# PeeCee Advice Needed



## Marconi (Sep 8, 2001)

I'm a Mac user. I have had WinTel hardware in the past but I recycled my Win 95 and XP boxes some years ago.

I have a stable of TiVos, mostly THD models (nothing newer, currently) but a few S2 boxes as well. I have the original drives for all and being able to copy those drives or backups to a new drive is the only reason some of these are still functioning.

For some years I have been using the MFSLive DVD to copy TiVo drives. I have a first gen Intel iMac that boots to the MFSLive DVD. I connect my TiVo drives via SATA-to-USB adapters. It's slow but reliable and gets the job done. The iMac is now nine years old and isn't going to last forever. So I'm planning to build a PC just for the purpose of copying and backing up TiVo drives. Also, the latest copy job was a 1 TB drive with 770 GB of recordings and it took over 15 hours getting just 14 MB/second overall. I want to copy at SATA II speeds or better.

The future of TiVo drive copy/backup seems to be WinMFS, which I cannot currently run, having no Windows machines. So I'm going to build one specifically for this one job. As a bonus, I'll finally have something that can run WDIdle. Here's what I envision:

Inexpensive PC, Dual boot, OEM Windows, Linux

Probably mid-tower case to accommodate the needed drive bays.

Built-in video (HDMI out?)

Enough RAM to run Windows and facilitate drive copying.

One fixed (internal) drive with Windows/Linux.

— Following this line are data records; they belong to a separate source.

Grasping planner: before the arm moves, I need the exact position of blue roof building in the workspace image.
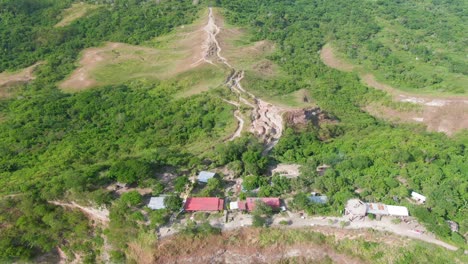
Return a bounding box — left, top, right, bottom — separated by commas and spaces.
197, 171, 216, 183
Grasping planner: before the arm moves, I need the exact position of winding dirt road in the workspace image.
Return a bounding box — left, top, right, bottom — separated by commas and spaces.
198, 7, 284, 150
49, 201, 109, 224
320, 44, 468, 135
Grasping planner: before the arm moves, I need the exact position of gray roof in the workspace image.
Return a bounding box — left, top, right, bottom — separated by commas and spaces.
309, 195, 328, 204
197, 171, 216, 183
148, 196, 166, 210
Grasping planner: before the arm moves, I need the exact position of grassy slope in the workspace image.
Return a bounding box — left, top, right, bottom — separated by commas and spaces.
337, 1, 468, 95
55, 2, 99, 27
151, 228, 468, 263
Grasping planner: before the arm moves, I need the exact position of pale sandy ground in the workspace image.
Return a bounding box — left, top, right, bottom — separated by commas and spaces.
321, 45, 468, 135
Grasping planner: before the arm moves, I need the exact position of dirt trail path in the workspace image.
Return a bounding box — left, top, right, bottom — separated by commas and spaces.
320, 44, 468, 135
159, 212, 458, 251
49, 201, 109, 224
199, 7, 284, 148
223, 99, 244, 141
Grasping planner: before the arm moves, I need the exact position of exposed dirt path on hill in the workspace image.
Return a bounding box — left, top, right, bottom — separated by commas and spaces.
320, 44, 468, 135
223, 99, 244, 141
199, 8, 284, 148
0, 62, 42, 98
49, 201, 109, 224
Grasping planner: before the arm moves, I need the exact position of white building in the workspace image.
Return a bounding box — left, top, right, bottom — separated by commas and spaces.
411, 192, 426, 203
148, 196, 166, 210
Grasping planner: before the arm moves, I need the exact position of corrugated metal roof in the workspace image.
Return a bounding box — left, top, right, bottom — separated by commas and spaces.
309, 195, 328, 204
148, 196, 166, 210
197, 171, 216, 183
411, 192, 426, 202
346, 199, 367, 216
387, 205, 409, 216
243, 197, 280, 211
184, 197, 224, 211
229, 202, 239, 210
366, 203, 388, 215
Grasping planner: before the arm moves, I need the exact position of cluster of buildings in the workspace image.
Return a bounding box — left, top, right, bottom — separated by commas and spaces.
345, 199, 409, 221
148, 170, 432, 224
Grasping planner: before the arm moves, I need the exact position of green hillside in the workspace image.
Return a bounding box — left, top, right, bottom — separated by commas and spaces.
0, 0, 468, 263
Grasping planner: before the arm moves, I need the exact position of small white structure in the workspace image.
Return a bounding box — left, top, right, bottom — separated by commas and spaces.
148, 196, 166, 210
345, 199, 367, 221
229, 202, 239, 210
411, 192, 426, 203
387, 205, 409, 216
197, 171, 216, 183
309, 195, 328, 204
366, 203, 409, 216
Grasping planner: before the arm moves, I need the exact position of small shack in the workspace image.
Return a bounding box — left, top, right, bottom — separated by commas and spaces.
184, 197, 224, 212
366, 203, 409, 218
229, 202, 239, 210
309, 195, 328, 204
411, 192, 426, 203
345, 199, 367, 221
197, 171, 216, 183
317, 164, 330, 176
447, 220, 459, 232
345, 199, 409, 220
238, 197, 280, 212
148, 196, 166, 210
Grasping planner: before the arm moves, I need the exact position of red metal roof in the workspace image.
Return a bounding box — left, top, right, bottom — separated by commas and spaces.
239, 197, 280, 211
184, 197, 224, 211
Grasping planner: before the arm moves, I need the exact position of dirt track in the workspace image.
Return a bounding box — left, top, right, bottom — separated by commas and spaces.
49, 201, 109, 224
321, 45, 468, 135
0, 62, 41, 98
198, 8, 284, 148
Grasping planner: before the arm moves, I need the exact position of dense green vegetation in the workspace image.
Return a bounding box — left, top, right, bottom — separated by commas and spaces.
220, 0, 468, 245
0, 0, 468, 263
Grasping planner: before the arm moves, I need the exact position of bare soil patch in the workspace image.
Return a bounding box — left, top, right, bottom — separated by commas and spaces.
320, 44, 354, 72
321, 44, 468, 135
59, 9, 223, 93
54, 2, 98, 27
156, 228, 362, 263
0, 62, 41, 98
269, 163, 301, 178
49, 201, 109, 224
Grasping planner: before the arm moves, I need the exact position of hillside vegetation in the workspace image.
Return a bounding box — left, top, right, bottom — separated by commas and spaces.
0, 0, 468, 263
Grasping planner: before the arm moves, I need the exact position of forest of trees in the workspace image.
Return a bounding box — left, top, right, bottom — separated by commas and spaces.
219, 0, 468, 245
0, 0, 468, 263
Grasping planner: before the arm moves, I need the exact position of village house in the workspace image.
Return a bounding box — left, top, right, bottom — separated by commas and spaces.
148, 196, 166, 210
184, 197, 224, 212
229, 197, 280, 212
411, 192, 426, 203
345, 199, 409, 221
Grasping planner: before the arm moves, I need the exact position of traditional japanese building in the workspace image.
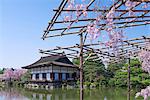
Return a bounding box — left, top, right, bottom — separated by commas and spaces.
22, 54, 79, 87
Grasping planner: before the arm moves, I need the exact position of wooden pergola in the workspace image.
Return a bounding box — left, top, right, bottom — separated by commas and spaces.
40, 0, 150, 100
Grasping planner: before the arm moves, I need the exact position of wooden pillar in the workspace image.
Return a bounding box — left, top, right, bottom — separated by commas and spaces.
80, 33, 83, 100
127, 58, 131, 100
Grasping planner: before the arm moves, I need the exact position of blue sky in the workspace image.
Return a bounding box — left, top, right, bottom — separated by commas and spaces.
0, 0, 150, 68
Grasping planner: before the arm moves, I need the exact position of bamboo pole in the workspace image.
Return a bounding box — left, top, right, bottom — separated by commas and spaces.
80, 33, 84, 100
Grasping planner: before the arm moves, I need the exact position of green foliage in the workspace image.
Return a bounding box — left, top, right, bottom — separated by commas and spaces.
108, 59, 150, 87
73, 58, 150, 87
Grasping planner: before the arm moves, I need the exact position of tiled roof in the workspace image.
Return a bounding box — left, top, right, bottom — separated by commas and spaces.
22, 55, 77, 69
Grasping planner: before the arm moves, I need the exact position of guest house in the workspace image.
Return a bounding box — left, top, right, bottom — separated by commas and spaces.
22, 54, 79, 87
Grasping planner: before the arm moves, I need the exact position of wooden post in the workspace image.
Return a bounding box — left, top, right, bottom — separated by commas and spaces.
80, 33, 83, 100
128, 58, 130, 100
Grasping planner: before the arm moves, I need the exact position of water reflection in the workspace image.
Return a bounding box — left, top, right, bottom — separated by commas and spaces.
0, 88, 138, 100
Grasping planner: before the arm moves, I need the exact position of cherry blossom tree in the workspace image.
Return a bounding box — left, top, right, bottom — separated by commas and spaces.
136, 50, 150, 100
3, 68, 27, 80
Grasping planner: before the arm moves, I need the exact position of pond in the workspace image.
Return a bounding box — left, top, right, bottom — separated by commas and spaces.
0, 88, 146, 100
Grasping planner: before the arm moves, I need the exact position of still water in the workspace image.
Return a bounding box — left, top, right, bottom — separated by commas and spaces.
0, 88, 143, 100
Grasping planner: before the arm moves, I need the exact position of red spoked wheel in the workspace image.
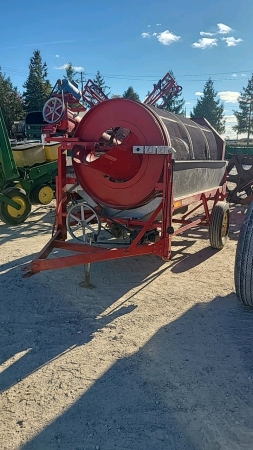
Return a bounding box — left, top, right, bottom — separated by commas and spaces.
42, 97, 66, 123
72, 98, 170, 209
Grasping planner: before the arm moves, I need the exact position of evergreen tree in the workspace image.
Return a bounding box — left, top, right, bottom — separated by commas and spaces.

Optical drive, bootable, read-only is fine, no need to burn

Two or more trayless drive bays to allow hot swap of bare SATA drives.

Example trayless bays: two 5.25 inch bays accommodate three 3.5 inch drives...
<http://www.newegg.com/Product/Product.aspx?Item=N82E16816215243>

Does this seem adequate? How might it be improved?

How common is SATA III on new motherboards? Although TiVo may not use SATA III drives yet, it couldn't hurt to plan for the future.

What's the minimum Windows version that can run WinMFS?

Any and all advice and comments will be appreciated.


----------



## mr.unnatural (Feb 2, 2006)

What's a PeeCee?  Have you checked the WinMFS website to see what the minimum requirements are to run WinMFS? That might be a good place to start. Google works just as well on a Mac as it does on a "PeeCee."


----------



## jrtroo (Feb 4, 2008)

Marconi said:


> The future of TiVo drive copy/backup seems to be WinMFS, which I cannot currently run, having no Windows machines. So I'm going to build one specifically for this one job. As a bonus, I'll finally have something that can run WDIdle. Here's what I envision:


Really? The JMFS tool is the only one that works with the future of Tivo itself, the premiere. It also works with THD to get 2TB drives...


----------



## Marconi (Sep 8, 2001)

jrtroo said:


> Really? The JMFS tool is the only one that works with the future of Tivo itself, the premiere. It also works with THD to get 2TB drives...


Unless I'm mistaken (quite possible), that tool just runs dd or some other block-copy utility, copying every block on a disk, whether it contains anything or not. Hardly an efficient tool. I tried it once but went back to MFSLive because it knows a thing or two about MFS.


----------



## ggieseke (May 30, 2008)

WinMFS and DvrBARS will run on XP or later. jmfs is a linux boot CD like MFSLive. WinMFS doesn't work on Premieres and jmfs won't work on anything earlier than a Series 3. DvrBARS will work on all models but it's strictly backup to an image file and restore from there. It doesn't do drive-to-drive copies or drive expansion yet.

Personally, I'd try to get something with Windows 7 instead of 8 but that's just me. Don't forget to check out refurbs.


----------



## Worf (Sep 15, 2000)

If you have a recent enough Mac, you can either use VM software and Windows installed on it with mapped USB adapters, or you can Boot Camp it and install Windows on your Mac.

No need to buy a whole new PC.

If you must buy a new PC for WinMFS, anything will do. Even the lowest of the low end of what's available now is more than adequate.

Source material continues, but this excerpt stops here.